For a national distributor, selling a magazine at 35% is pretty much the same as a national distributor that sells it at 55% or 15%. For them, the only difference in many cases (Unless the contract is creative and has efficiency tied in) is the volume of sales. A publisher client with a 15% sell through is either on the way out of business, or about to get a lot of hand holding if they still have a stack of cash and the will to fix what is wrong. Hand holding a publisher can be expensive. On the other hand, a lot of hand holding for a +50% client at least means there's money coming in, and the potential for more.
But in the end, what about the reader? After all, our goal here, in this little brackish, increasingly shallow tidal pool of the publishing industry is to sell as many copies of as many magazines as possible. Isn't it?
Is the solution to meld the national distributors (ND's) and wholesalers together? I've heard this idea kicked around. Ideally the goal of the ND's is to market and advocate for the publishers to the wholesaling and retailing community. If ND's are not there, who advocates for the publisher? Wholesalers should be invested in the success of the products they market but it often seems as though it's simpler for them to push a button and say "No" than to dig in and try to understand what is presented to them. To be fair, many on the publishing side still don't really understand what is involved in wholesaling magazines.
And distributing magazines to the newsstand, in spite of all of the technological advances we've seen over the last twenty years is still very labor intensive. We don't see as much local knowledge of the stores and markets serviced as we should expect.
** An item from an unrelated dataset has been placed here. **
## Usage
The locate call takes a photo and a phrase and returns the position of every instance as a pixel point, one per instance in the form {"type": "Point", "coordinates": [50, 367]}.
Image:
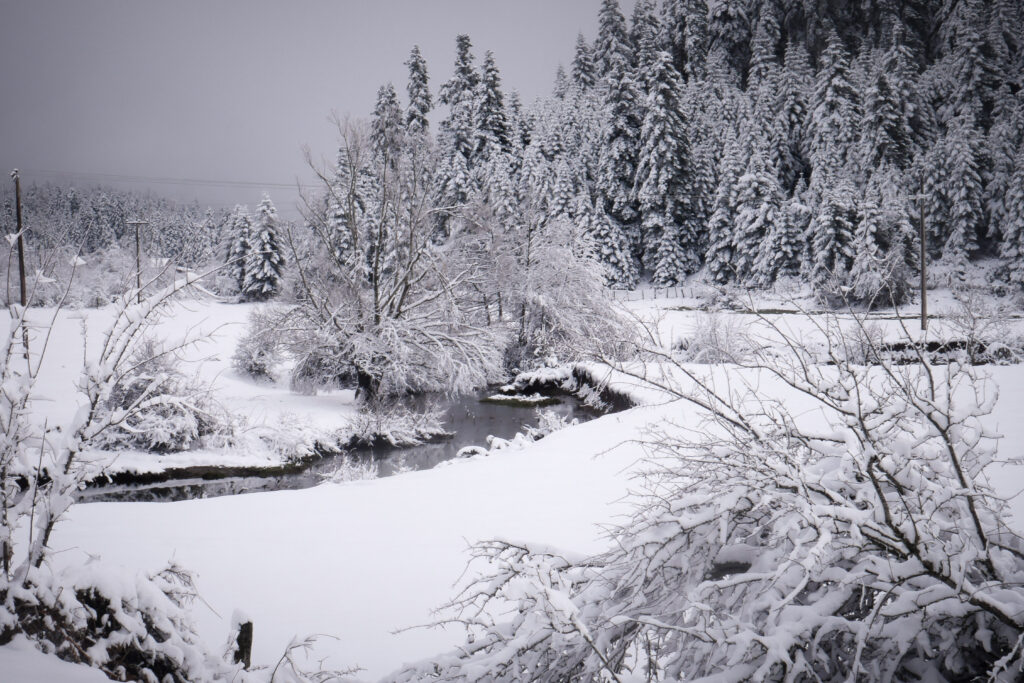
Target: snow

There's no denying that readers have not been picking up newsstand copies in the quantities that they used to. Sales have been declining for many years. We've seen some positive trends like the successful launches of HGTV Magazine and Food Network Magazine. There's great news on the specialty front as Book A Zines and specials bring in high cover prices and high sales. Mr. Magazine (tm), Samir Husni counted 242 regular frequency magazine launches in 2012.
At the same time, we have seen the declines in traditionally strong categories as well as the near elimination of some categories that were traditionally industry leaders in the last two decades. These declines wipe out the gains that have been hard won.
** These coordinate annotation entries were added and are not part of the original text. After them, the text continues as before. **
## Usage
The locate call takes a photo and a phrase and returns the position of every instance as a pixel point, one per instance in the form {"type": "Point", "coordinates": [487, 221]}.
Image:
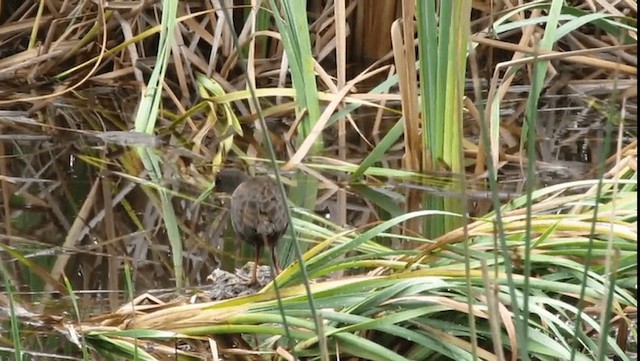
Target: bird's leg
{"type": "Point", "coordinates": [254, 274]}
{"type": "Point", "coordinates": [274, 258]}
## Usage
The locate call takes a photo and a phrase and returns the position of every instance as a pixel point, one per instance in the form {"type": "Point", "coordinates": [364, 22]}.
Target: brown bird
{"type": "Point", "coordinates": [258, 212]}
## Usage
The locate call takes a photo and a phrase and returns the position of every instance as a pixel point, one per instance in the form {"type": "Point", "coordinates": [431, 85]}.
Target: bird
{"type": "Point", "coordinates": [258, 212]}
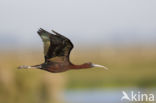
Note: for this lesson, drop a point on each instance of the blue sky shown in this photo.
(106, 22)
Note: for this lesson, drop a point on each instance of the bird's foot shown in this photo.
(24, 67)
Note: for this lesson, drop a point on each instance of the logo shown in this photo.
(137, 97)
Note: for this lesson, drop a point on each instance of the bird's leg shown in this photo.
(28, 67)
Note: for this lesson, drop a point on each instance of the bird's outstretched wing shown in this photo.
(56, 46)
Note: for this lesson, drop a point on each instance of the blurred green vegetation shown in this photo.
(128, 67)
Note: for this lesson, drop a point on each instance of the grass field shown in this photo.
(128, 67)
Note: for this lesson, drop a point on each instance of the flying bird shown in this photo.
(57, 50)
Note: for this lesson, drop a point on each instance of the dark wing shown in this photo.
(56, 46)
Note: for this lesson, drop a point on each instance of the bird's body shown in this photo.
(57, 49)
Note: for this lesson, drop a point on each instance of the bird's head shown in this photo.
(91, 65)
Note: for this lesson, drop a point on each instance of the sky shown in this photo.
(85, 22)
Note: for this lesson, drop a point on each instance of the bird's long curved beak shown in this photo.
(101, 66)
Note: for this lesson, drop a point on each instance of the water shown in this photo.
(101, 96)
Maybe we've lost our way. In all of our obsessing over consolidating, efficiency, will we or won't we survive, we've forgotten that this is a hand sell, one at a time, get the people into the stores kind of business. There don't seem to be any short cuts to achieve that end. There are a lot of great tools these days that should make our job more efficient. But we still have to get readers to find the rack, stop in front of the rack, pick up a magazine and then make the decision to buy the magazine. We know people like magazines, we just have to get them to buy them.